Better papers for better science
The scientific paper is the gold standard of scientific achievement. In most disciplines this is the journal paper. In some, such as my own, high profile conferences have a standing similar to the most competitive journals. Turning to the CV of a researcher, for promotion, or simply to form a view of their accomplishments, I turn first to their publication list, or increasingly to Google Scholar and Microsoft Academic Search. I also, shame on me, check out their h-index, a measure of their citations, to give a crude and inaccurate sense of the reach of their work. I am personally attached to this system, raised in it. I know how to communicate in the forms required and how to play the 'game' - to select publication venues and to anticipate and to respond to referees. It is thus with some pain that I acknowledge that the scientific paper is a dying medium.
Do not get me wrong here. There are more papers being published year on year, particularly as China is producing increasing volumes of good scientific work. Rather it is that the scientific paper is painfully exposed as an obviously outmoded form of communication. Simply, when compared to the rich, dynamic, media we consume in other settings the scientific paper fails to measure up. The idea that, because this is communication between experts, there is no need for anything other than the constrained forms allowed by publishers, is false. Experience has taught me that the best papers 'teach' their content, that they build on an understanding that the reader is rushed, may lack, or simply not recall, some foundational knowledge, that their readings are often directed by their own purposes that the authors may only dimly perceive. We have the capability now to address this - links, video, smart tagging, layered texts, and so on. Of course we can now permit the reader to access the underlying 'data' on which the paper is founded, to reanalyse and represent it, in the context of the scientific presentation of the originators. Such capabilities are particularly appropriate to the industrial or professional reader for whom many conventional research papers are inaccessible.
Not only is the scientific paper, as we now find it, outmoded, but it is embedded in a publication process that minimises critical and scholarly discourse. I am fortunate to review a large number of papers and sit on programme committees for many for the larger conferences in my field. I have been a, rather less than diligent, editor for major journals. I therefore have had access to the insight generated as part of the peer review process. Often some of the very best comments, sometimes acerbic, but more commonly insightful, provide summaries and research pointers that are much better than the papers on which this attention has been lavished. Yet this work is lost to all but the small editorial community and the authors. Often, it appears to the authors too, as the unimproved paper appears in another venue with less rigorous standards, or a less well informed reviewer.

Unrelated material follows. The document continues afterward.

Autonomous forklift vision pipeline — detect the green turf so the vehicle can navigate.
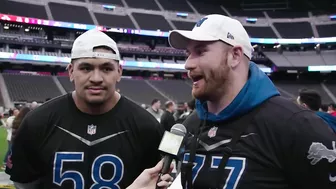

So, I would argue we need to move away from the legacy medium of the scientific paper. We can do so without shedding peer review or some of the norms of effective scientific discourse. There are many models for doing this and it is easy to envisage the sort of platforms that could support it. I would like to think that perhaps the online paper and institutional repository will evolve into the sort of venues for dissemination of scientific work that I have hinted at above. Perhaps too media like twitter and, yes, the blog will have a role to play in a more formalised system of scholarly communication.
What is less clear to me is how we engineer the required culture change. I do not think that we can move away from existing publication methods through an evolutionary approach in which the better medium supplants the weaker. The system of publication is too ingrained and too institutionalised for that to happen. So, I think we, in scientific communities and in universities, need to create the space, and critically the credit, for experimentation. We will individually need to take risks - something easier for established scientists - than those with careers to make. The prize is however worth the game - a new setting for scholarly discourse and ultimately then, better science.